Density theorems for intersection graphs of t-monotone curves

TL;DR

This paper establishes density theorems for intersection graphs of t-monotone curves, showing that large families with many intersections contain large bipartite subfamilies with complete intersection or disjointness.

Contribution

It introduces new density theorems for simple families of t-monotone curves, linking the number of intersections to the existence of large bipartite subfamilies with uniform intersection properties.

Findings

Large families with many intersections contain large bipartite subfamilies with all pairs intersecting.

Similarly, families with many disjoint pairs contain large bipartite subfamilies with all pairs disjoint.

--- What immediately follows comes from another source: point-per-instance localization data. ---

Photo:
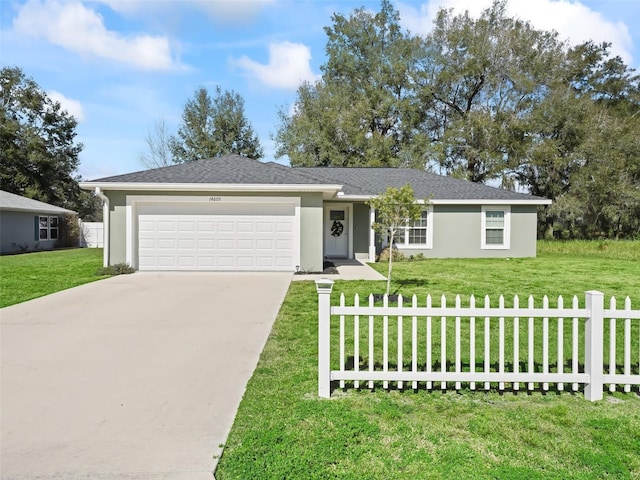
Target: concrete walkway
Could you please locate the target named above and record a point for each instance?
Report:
(347, 270)
(134, 377)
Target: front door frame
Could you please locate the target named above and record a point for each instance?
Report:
(349, 208)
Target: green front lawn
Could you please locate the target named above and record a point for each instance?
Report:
(283, 430)
(31, 275)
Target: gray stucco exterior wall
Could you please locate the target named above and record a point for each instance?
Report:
(311, 214)
(360, 230)
(311, 240)
(457, 233)
(18, 232)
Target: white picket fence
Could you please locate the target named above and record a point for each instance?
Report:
(374, 344)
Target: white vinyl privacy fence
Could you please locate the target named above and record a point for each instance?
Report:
(447, 345)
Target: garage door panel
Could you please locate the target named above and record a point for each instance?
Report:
(228, 227)
(207, 226)
(186, 243)
(166, 226)
(264, 244)
(166, 243)
(246, 227)
(245, 244)
(206, 244)
(226, 244)
(261, 239)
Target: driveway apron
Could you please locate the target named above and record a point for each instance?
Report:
(136, 376)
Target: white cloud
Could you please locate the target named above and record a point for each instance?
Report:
(288, 66)
(236, 11)
(73, 107)
(573, 20)
(71, 25)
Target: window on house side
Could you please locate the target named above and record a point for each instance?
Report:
(48, 227)
(418, 234)
(495, 227)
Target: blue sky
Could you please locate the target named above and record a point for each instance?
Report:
(119, 65)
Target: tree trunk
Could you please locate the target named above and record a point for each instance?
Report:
(391, 236)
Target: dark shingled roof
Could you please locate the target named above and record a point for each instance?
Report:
(426, 185)
(225, 169)
(235, 169)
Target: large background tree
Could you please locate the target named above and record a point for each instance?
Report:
(214, 126)
(158, 153)
(364, 110)
(488, 99)
(38, 151)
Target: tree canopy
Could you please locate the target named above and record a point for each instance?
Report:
(212, 127)
(489, 99)
(38, 150)
(396, 209)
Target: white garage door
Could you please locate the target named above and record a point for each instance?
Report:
(216, 237)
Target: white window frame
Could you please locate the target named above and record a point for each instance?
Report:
(506, 237)
(402, 240)
(49, 228)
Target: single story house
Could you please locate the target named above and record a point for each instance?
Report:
(27, 225)
(234, 213)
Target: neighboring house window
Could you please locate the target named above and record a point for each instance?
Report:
(419, 234)
(48, 228)
(496, 231)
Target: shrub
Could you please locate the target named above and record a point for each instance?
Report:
(117, 269)
(398, 256)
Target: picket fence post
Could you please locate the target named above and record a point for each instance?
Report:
(594, 348)
(324, 287)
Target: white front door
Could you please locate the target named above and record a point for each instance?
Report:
(336, 231)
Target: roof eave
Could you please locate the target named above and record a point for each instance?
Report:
(211, 187)
(460, 201)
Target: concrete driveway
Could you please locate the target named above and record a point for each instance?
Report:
(137, 376)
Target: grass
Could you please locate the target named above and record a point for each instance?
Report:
(283, 430)
(32, 275)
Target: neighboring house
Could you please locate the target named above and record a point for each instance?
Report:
(27, 225)
(234, 213)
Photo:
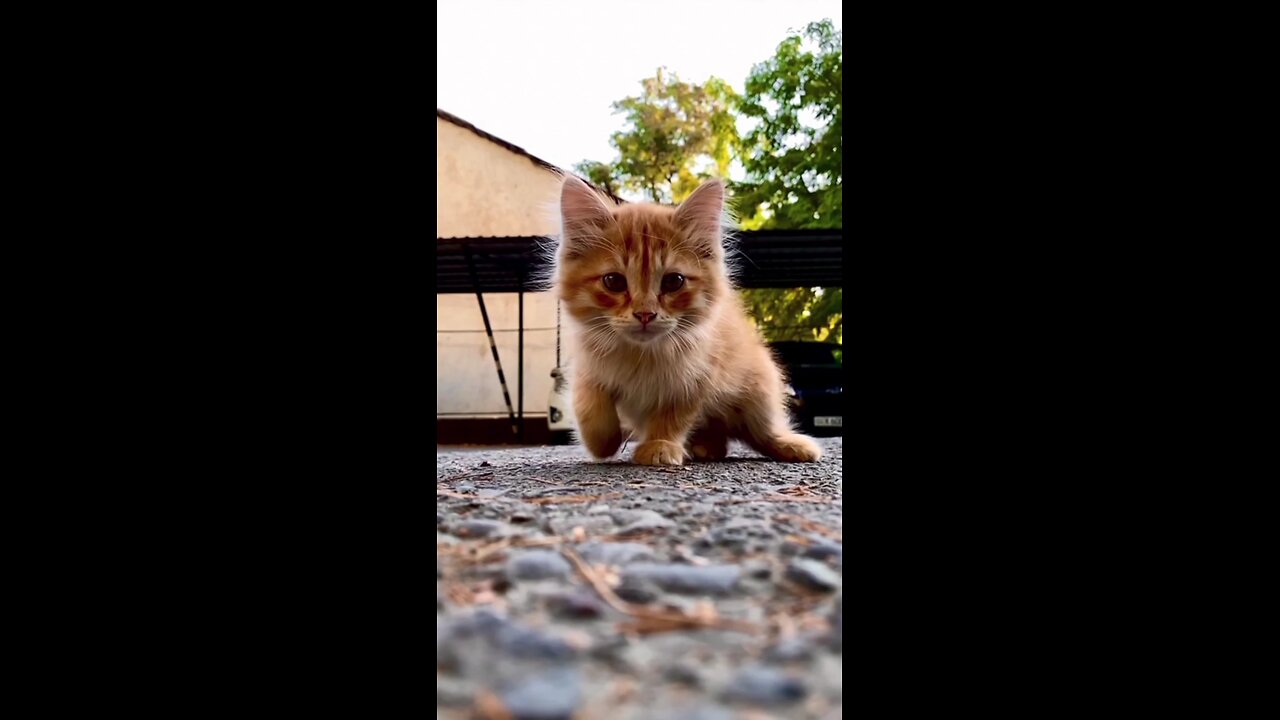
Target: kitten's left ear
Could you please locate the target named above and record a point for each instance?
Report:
(702, 214)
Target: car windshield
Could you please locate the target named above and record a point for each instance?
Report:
(810, 354)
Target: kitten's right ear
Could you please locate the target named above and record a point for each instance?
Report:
(584, 214)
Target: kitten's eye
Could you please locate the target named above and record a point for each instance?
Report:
(615, 282)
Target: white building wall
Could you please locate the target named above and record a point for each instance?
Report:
(485, 190)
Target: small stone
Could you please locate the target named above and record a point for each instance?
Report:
(739, 531)
(529, 643)
(791, 650)
(684, 674)
(576, 605)
(536, 565)
(764, 686)
(758, 569)
(813, 574)
(703, 712)
(635, 589)
(823, 548)
(689, 579)
(563, 525)
(453, 691)
(615, 552)
(552, 695)
(480, 529)
(640, 520)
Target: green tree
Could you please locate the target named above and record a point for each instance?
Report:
(794, 156)
(599, 173)
(803, 313)
(677, 133)
(794, 160)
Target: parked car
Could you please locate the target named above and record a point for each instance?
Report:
(816, 379)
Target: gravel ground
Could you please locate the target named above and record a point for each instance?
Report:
(571, 588)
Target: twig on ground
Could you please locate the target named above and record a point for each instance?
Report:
(650, 620)
(809, 525)
(571, 499)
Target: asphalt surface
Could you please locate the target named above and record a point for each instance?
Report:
(574, 588)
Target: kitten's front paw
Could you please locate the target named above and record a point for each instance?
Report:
(795, 449)
(659, 452)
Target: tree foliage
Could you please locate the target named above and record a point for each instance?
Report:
(794, 156)
(803, 313)
(677, 135)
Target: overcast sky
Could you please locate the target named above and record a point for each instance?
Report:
(543, 73)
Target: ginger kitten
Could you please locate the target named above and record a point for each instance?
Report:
(663, 342)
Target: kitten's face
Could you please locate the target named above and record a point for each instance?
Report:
(640, 274)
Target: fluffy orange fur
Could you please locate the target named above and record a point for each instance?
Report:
(663, 343)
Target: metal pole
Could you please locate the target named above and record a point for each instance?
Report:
(493, 346)
(520, 373)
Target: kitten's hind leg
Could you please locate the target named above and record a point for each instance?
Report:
(767, 431)
(597, 420)
(709, 441)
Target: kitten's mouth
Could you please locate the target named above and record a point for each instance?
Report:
(648, 333)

Results apply to finding disjoint edges in simple topological graphs.

Abstract

A curve \gamma in the plane is t-monotone if its interior has at most t-1 vertical tangent points. A family of t-monotone curves F is \emph{simple} if any two members intersect at most once. It is shown that if F is a simple family of n t-monotone curves with at least \epsilon n^2 intersecting pairs (disjoint pairs), then there exists two subfamilies F_1,F_2 \subset F of size \delta n each, such that every curve in F_1 intersects (is disjoint to) every curve in F_2, where \delta depends only on \epsilon. We apply these results to find pairwise disjoint edges in simple topological graphs.